When it comes to user feedback, Facebook is challenged with the opportunity of scale; there are literally billions of people who interact with the product whose session data can teach designers how user behaviour is changing.
Regardless of how many users your product has, each and every one of them have feedback about what they love and would like to change about their experience inside the product.
Mike Shaver, the former director of engineering, shared with us two techniques that Facebook uses to seek and implement design feedback to guide its product development and improve the customer experience.
1. Identify Ambient Sources of User Feedback
As you scale, it’s important to always be finding ways to turn unstructured data into an actionable input to your product development process. Spending time to think about what valuable data you could try to hunt down will contribute to better product design decisions in the long run.
For example, there are over 1800 reviews for Facebook in the App Store alone, indicating that it’s a rich resource for user feedback. However, the star review system can’t be completely trusted. Mike says that it’s common to see someone accompany a glowing review with one star because it would expose the review to a bigger audience. Not only that, but looking at just numeric star ratings won’t give you actionable feedback.
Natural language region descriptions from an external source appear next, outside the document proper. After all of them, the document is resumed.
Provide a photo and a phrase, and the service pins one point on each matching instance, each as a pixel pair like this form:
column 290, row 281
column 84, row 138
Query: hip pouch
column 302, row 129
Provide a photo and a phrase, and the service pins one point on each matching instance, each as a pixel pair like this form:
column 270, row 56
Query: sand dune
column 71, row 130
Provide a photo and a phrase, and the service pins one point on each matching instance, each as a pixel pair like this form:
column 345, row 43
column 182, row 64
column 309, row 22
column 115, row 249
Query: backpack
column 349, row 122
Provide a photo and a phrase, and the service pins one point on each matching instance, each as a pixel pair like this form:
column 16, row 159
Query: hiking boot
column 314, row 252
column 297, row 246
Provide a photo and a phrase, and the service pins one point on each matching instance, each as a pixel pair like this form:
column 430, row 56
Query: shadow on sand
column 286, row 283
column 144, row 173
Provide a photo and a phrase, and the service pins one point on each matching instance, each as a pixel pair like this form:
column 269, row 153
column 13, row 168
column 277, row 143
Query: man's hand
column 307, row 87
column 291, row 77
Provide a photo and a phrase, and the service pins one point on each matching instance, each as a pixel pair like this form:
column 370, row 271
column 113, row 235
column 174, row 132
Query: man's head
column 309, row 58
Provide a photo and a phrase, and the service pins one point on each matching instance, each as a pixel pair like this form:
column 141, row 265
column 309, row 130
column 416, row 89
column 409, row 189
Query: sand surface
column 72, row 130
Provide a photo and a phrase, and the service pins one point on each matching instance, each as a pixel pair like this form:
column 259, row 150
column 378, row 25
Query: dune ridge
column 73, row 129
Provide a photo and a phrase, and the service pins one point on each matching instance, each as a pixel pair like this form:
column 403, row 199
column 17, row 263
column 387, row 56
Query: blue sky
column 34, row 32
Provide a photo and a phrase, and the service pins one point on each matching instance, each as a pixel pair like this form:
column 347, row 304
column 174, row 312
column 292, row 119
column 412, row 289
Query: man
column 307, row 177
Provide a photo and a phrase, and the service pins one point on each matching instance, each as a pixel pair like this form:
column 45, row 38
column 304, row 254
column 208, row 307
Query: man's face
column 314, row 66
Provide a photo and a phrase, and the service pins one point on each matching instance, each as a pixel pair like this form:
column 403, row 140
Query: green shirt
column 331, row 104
Scraping the App Store and Google Play Store for review feedback is a worthwhile activity to help you get detailed feedback. Running through clustering algorithms, to see for example that most people were worried about photo performance, sends a concrete signal to product teams.
Using these signals, your team can build a global list of requests that will help them prioritize work. Understanding which problems are affecting 30M vs 5M people will make sure your team is focusing their time on the projects that will have the biggest impact.
2. Experiment to Understand Tradeoffs and Align Choices with the Product Goal
Every design change makes something better and something worse, so experimenting will help you identify what trade-offs you are making. To implement feedback from experiments, Facebook uses their systematic approach to data and metrics to inform decisions. The key to the experimentation process is how you start it:
“You must frame experiments as questions, not assertions.”
Instead of entering your test stating that “making Messenger into its own app will increase messaging frequency”, approach it by asking “will making Messenger into its own app increase messaging frequency?” Framing it like that will make your team more likely, to be honest about the results and feel safe discussing them without hedging.
Mike also stresses that experimentation is only valuable if the information you learned from it affects future behaviour. Once an experiment is conducted, the outcome needs to be disseminated to the rest of the team so they can take it into consideration as they run more experiments and create new products and features in the future.
“Products like Taplytics where you can run a test, learn an answer, and decide whether you want to keep your product in that state or not are super valuable”
You don’t need to be as big as Facebook to seek user feedback in as many forms as possible. Embrace scale as a challenge and opportunity to improve your customer experience by creating a product that satisfies your users’ needs and puts their feedback into consideration.